Sunday, August 17, 2008

Wedding Bells

Well...I watched my oldest daughter get married last night. It made me cry. Fortunately, she just married her dad...and "marrying" consisted of her twirling in a circle with her dad while I sat in the "bride chair". I think this was all a re-enactment of a wedding we went to last weekend. Still, I am overwhelmed with how fast time has been moving lately. Why are these kids growing up so fast? How have four years of marriage flown by so fast? I want to slow everyone down. I'm the reflective type, and sometimes I just want to sit down and think about who we are, and whether we are living up to the people we want to be. I'm also the organized type, and if people in this house would just stop growing up for two seconds I might have a chance to put our wedding pictures in an album, or document my 3-year-olds first year.

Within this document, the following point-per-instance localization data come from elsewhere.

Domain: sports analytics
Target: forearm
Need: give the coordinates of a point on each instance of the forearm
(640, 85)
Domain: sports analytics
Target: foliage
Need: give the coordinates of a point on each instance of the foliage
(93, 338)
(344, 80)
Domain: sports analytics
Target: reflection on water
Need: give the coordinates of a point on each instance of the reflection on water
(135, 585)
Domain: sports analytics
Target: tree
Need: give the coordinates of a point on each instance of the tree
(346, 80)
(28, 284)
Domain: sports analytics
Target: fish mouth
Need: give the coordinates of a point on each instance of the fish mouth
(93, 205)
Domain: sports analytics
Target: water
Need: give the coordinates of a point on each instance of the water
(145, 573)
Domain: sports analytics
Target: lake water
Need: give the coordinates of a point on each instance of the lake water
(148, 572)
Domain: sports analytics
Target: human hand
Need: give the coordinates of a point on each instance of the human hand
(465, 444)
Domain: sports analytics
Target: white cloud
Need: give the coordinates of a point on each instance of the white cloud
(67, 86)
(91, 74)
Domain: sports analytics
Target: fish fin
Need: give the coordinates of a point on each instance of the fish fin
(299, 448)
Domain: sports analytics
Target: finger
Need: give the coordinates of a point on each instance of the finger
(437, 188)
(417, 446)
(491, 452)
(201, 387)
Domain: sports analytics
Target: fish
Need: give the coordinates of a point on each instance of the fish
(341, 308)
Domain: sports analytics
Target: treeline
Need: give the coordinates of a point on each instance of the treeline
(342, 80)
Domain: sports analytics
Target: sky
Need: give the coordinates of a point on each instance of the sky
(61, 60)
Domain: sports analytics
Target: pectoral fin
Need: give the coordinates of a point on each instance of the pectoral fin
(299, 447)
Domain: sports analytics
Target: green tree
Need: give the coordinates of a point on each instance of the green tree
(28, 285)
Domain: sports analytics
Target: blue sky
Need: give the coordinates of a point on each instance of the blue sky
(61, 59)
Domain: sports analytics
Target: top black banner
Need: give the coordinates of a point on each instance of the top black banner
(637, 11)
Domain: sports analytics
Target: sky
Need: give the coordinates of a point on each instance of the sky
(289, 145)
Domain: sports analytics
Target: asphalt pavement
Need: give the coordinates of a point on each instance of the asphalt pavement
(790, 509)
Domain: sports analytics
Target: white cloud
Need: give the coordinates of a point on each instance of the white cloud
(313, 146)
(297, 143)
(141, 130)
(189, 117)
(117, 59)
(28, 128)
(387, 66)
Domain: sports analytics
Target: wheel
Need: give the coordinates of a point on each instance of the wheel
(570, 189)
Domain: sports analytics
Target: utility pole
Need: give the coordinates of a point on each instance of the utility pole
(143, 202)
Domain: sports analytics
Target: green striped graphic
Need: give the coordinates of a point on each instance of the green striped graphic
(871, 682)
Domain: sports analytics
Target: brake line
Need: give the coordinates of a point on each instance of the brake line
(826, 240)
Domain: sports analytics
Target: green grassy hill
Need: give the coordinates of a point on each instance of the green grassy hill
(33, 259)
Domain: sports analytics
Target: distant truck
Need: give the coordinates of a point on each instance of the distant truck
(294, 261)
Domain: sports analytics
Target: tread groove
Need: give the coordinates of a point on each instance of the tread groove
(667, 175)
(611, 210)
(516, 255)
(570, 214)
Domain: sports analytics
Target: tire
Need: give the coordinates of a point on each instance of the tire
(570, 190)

But, the days are passing like minutes right now, each one like a popsicle melting in the heat. So far, I haven't had much success in slowing down my melting days. Since sitting around and savoring every bite doesn't seem to be a choice at the moment, I guess I will just have to gobble them up as quickly as I can so I am sure to enjoy every last bite. And while I would love to alphabatize spices, lose some baby weight, make photo albums, and get to know my neighbors, when push comes to shove, I just want to sit in my living room watching my little girl grow up because that is one thing that simply can't be done later.

2 comments:

Rach said...

I love the melting popsicle analogy, very fitting. This entry made me miss you even more! Can you guys just move here?

Kayla said...

I've been starting to feel the same way with Codi! My baby really isn't one anymore. Just a reminder that we really need to live in the present and savor every moment.

By the way, I love reading your blog. You have got the best "voice" and are inspiring me to start one of my own!